Carlo Galli e Piero Stefani ne conducono infatti un'analisi approfondita e importante che mette in luce gli aspetti di questo imperativo divino, esaminandolo sia dal versante storico, sia da quello più prettamente religioso. In nome di Dio si sono pronunciate sentenze giuridiche che condannavano colpevoli o, talvolta, presunti tali. In nome di Dio ci si rivolgeva al Parlamento. Un caso fu Oliver Cromwell, nel 1653, al Rump parliament e, sempre in Inghilterra, la celebre invocazione di un parlamentare al premier in carica, alla vigilia della seconda guerra mondiale, quel Neville Chamberlain favorevole all'appeasement, mentre Hitler si accingeva a minacciare Londra: «In nome di Dio, vattene». Ci volle ancora tempo, ma poi Chamberlain obbedì. E lasciò la carica. Il nome di Dio riecheggiava nelle Costituzioni, insomma il nome di Dio - invano o necessario che fosse - veniva pronunciato spesso, se non sempre.
Un comandamento largamente disatteso, dunque, che non tiene conto dei frequenti casi di blasfemia, i quali tuttavia non rappresentano altro se non un'occasione volgare, tutt'altro che meritevole di menzione in un contesto colto. Nelle pagine del volume viene quindi spiegata la genesi e il significato di quel comandamento così perentorio. Dio sarebbe, nei pensieri come nel nome, pura trascendenza. Sarebbe, in buona sostanza, un non nome perché al suo interno nasconderebbe un insieme di significati che abbracciano l'infinito. Questa non finitezza spiegherebbe perché sarebbe insulso pretendere che un essere umano nomini l'Onnipotente, riconoscendo che Dio è associato all'azione e alla gloria, più che a un'identità specifica. Dio non è riproducibile per immagini. Dio è sostanza e, come tale non fonda un popolo, ma ne sceglie uno e lo conduce a salvezza.
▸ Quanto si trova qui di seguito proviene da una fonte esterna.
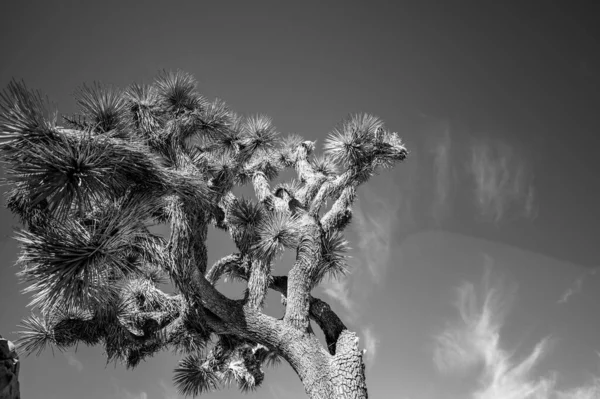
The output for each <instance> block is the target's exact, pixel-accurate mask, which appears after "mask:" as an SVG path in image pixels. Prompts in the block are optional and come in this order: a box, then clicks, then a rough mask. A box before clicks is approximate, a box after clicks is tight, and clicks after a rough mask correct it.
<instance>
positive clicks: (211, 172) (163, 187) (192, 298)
mask: <svg viewBox="0 0 600 399" xmlns="http://www.w3.org/2000/svg"><path fill="white" fill-rule="evenodd" d="M75 97H76V103H77V105H78V107H79V111H78V112H79V113H78V114H75V115H71V116H63V122H64V123H66V127H65V126H59V125H58V124H57V120H56V113H53V112H51V111H50V109H51V107H50V106H49V104H48V101H47V100H45V99H44V98H42V96H41V95H40V94H39V93H38V92H35V91H31V90H28V89H27V88H26V87H25V85H24V84H23V83H22V82H16V81H13V82H11V83H10V84H9V85H8V87H7V88H6V90H5V91H4V92H3V93H2V94H0V159H1V161H2V162H3V163H5V164H6V168H5V169H6V172H7V173H6V176H7V183H8V185H10V187H9V190H8V192H7V205H8V208H9V209H10V210H11V211H12V212H13V213H14V214H16V215H17V216H19V218H20V221H21V222H22V223H23V227H24V228H23V229H22V230H20V231H19V233H18V234H17V239H18V240H19V241H20V243H21V251H22V252H21V257H20V259H19V264H20V266H21V272H20V273H19V275H20V277H21V278H22V279H23V280H24V281H25V282H26V283H27V284H28V287H27V288H26V291H27V292H30V293H32V295H33V300H32V302H31V305H32V306H33V308H34V313H33V315H32V316H31V317H30V318H28V319H26V320H24V321H23V324H22V326H21V327H22V331H21V339H20V340H19V347H20V348H21V350H22V351H23V352H25V353H39V352H40V351H42V350H43V349H44V348H45V347H46V346H52V347H57V348H59V349H61V350H62V349H66V348H69V347H73V346H76V345H78V344H79V343H83V344H86V345H101V346H102V347H103V348H104V351H105V355H106V358H107V361H109V362H111V361H119V362H121V363H123V364H124V365H125V366H126V367H129V368H131V367H136V366H137V365H138V364H139V363H140V362H142V361H144V360H145V359H147V358H149V357H151V356H153V355H154V354H156V353H157V352H159V351H162V350H165V349H170V350H173V351H174V352H176V353H179V354H183V355H186V357H185V358H184V359H183V360H182V362H181V363H180V365H179V367H178V368H177V369H176V370H175V384H176V386H177V387H178V389H179V390H180V392H181V393H183V394H186V395H193V396H195V395H198V394H201V393H204V392H208V391H211V390H214V389H216V388H218V387H220V386H228V385H231V384H233V385H237V386H238V388H239V389H241V390H242V391H244V392H247V391H249V390H252V389H255V388H256V387H258V386H260V384H261V382H262V380H263V378H264V372H263V370H262V366H263V365H265V364H276V363H277V362H278V361H279V360H280V354H279V353H278V352H277V350H276V349H275V348H267V347H266V346H264V345H261V344H259V343H257V342H253V341H250V339H252V340H254V339H255V336H254V335H244V334H239V331H241V330H243V328H244V326H236V328H233V329H232V328H231V324H227V322H225V321H224V319H227V317H225V316H223V312H222V309H219V307H217V308H216V309H215V308H211V306H214V302H212V303H211V302H210V299H212V300H213V301H214V297H213V298H207V297H205V295H209V294H211V293H212V291H207V290H205V289H204V288H206V287H208V288H214V286H215V285H216V283H217V282H218V281H219V280H220V279H222V278H224V279H225V280H238V281H241V282H244V283H246V284H247V290H246V294H245V296H244V298H243V299H240V300H235V301H234V300H228V301H230V302H227V303H228V304H229V305H230V306H238V305H240V308H243V309H252V310H253V311H255V312H260V311H261V309H262V307H263V302H264V300H265V298H266V294H267V290H268V289H269V288H273V289H277V290H279V291H282V292H283V293H284V294H285V290H284V288H285V285H279V286H276V285H277V284H279V283H281V282H282V281H283V280H282V278H285V276H272V274H271V273H272V268H273V267H274V265H275V261H276V260H277V258H278V257H279V256H280V255H281V254H282V253H283V252H284V250H291V251H295V252H296V263H297V265H299V266H298V267H299V268H301V269H302V271H301V273H306V279H307V280H309V281H308V282H307V284H304V287H305V288H308V289H309V291H308V292H307V293H306V295H307V296H306V297H305V298H304V302H302V303H304V304H307V303H312V302H310V301H309V300H308V296H309V295H310V290H312V289H313V288H315V287H316V286H317V285H318V284H319V283H320V282H321V281H323V280H324V279H325V278H326V277H327V276H330V277H332V278H337V277H340V276H342V275H343V274H344V273H345V271H346V268H347V266H346V252H347V250H348V248H347V243H346V241H345V239H344V238H343V235H342V233H341V231H342V230H343V229H344V227H345V226H346V225H347V224H348V223H349V222H350V220H351V216H352V208H351V204H352V202H353V201H354V199H355V197H356V187H357V186H358V185H359V184H361V183H363V182H365V181H367V180H368V179H369V178H370V177H371V176H372V175H373V174H374V173H376V172H377V170H378V169H380V168H385V167H390V166H392V165H393V164H394V163H396V162H398V161H401V160H403V159H404V158H405V157H406V154H407V152H406V149H405V148H404V145H403V144H402V142H401V140H400V139H399V138H398V136H397V134H396V133H391V132H388V131H387V130H385V129H384V127H383V123H382V122H381V121H380V120H379V119H378V118H376V117H373V116H370V115H366V114H362V115H353V116H351V117H349V118H348V119H346V120H345V121H344V122H342V124H341V125H340V126H339V127H338V128H336V129H335V130H334V131H333V132H332V133H331V135H330V136H329V138H328V139H327V140H326V142H325V145H324V148H325V154H324V155H322V156H319V155H315V154H314V151H315V142H313V141H305V140H304V139H302V138H301V137H300V136H298V135H290V136H288V137H287V138H284V139H280V137H279V133H278V131H277V129H276V128H275V126H274V125H273V122H272V120H271V119H270V118H269V117H267V116H264V115H254V116H248V117H242V116H238V115H237V114H235V113H234V112H233V111H231V109H230V108H229V107H228V106H227V104H226V103H225V102H223V101H222V100H214V101H208V100H207V99H205V98H204V97H202V96H201V95H200V94H199V93H198V92H197V84H196V80H195V79H194V78H193V77H192V76H191V75H190V74H187V73H185V72H182V71H176V72H170V71H162V72H161V73H160V74H159V75H158V77H157V78H156V79H155V81H154V82H153V83H152V84H150V85H142V84H133V85H131V86H129V87H127V88H126V89H124V90H119V89H117V88H113V87H110V86H106V85H102V84H100V83H94V84H92V85H91V86H87V85H83V86H81V88H80V89H79V90H78V91H77V92H76V93H75ZM340 167H341V169H342V170H341V172H340V171H339V169H340ZM286 168H290V169H295V171H296V173H297V175H298V176H297V179H294V180H291V181H289V182H280V183H279V184H277V185H276V186H273V185H272V184H273V181H274V180H275V179H276V178H278V177H279V176H280V174H282V173H281V172H282V171H283V170H284V169H286ZM246 184H252V186H253V188H254V191H255V194H256V200H250V199H246V198H237V197H236V194H235V193H236V191H235V189H236V188H237V187H239V186H243V185H246ZM328 203H332V204H333V205H332V206H331V207H330V209H328V210H327V209H323V208H325V206H326V204H328ZM156 224H162V225H166V226H167V227H168V235H169V237H168V238H166V237H162V236H158V235H156V234H153V233H151V229H152V227H151V226H153V225H156ZM211 224H212V225H213V226H216V227H218V228H220V229H223V230H225V231H227V232H228V233H229V234H230V235H231V237H232V239H233V241H234V243H235V245H236V247H237V250H238V251H239V252H236V253H234V254H232V255H230V256H227V257H225V258H223V259H221V260H219V261H217V262H216V263H215V264H214V265H213V267H212V268H207V265H206V262H207V258H208V251H207V248H206V239H207V234H208V226H209V225H211ZM294 268H296V265H294ZM203 275H204V277H203ZM297 275H300V274H297ZM202 278H206V281H204V280H202ZM286 281H287V280H286ZM164 283H171V284H172V286H174V287H175V289H176V290H175V292H174V293H166V292H165V291H164V290H162V289H161V286H162V284H164ZM200 283H208V286H207V285H204V287H203V288H202V289H200V288H199V287H202V284H200ZM286 284H287V283H286ZM162 288H164V287H162ZM288 288H289V287H288ZM212 294H214V293H212ZM220 299H222V300H224V299H223V298H222V297H220ZM313 299H314V298H313ZM236 309H237V308H236ZM211 310H212V311H211ZM217 314H218V315H217ZM263 343H265V345H266V342H263ZM269 345H270V344H269Z"/></svg>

Per tutte queste ragioni egli è spesso indicato come Padre, a simboleggiare una relazione e non un soggetto preciso. E un nome non lo ha neppure il Figlio, benché Gesù lo si possa considerare tale mentre Cristo sarebbe un aggettivo (l'Unto, il Messia).

E un nome non lo ha neppure la relazione fra Padre e Figlio, cioè lo Spirito, un altro nome che è in definitiva un non-nome. Dopo oltre duemila anni da quando Mosè ricevette le tavole della legge, insomma, Dio è stato nominato più spesso invano che in modo pertinente.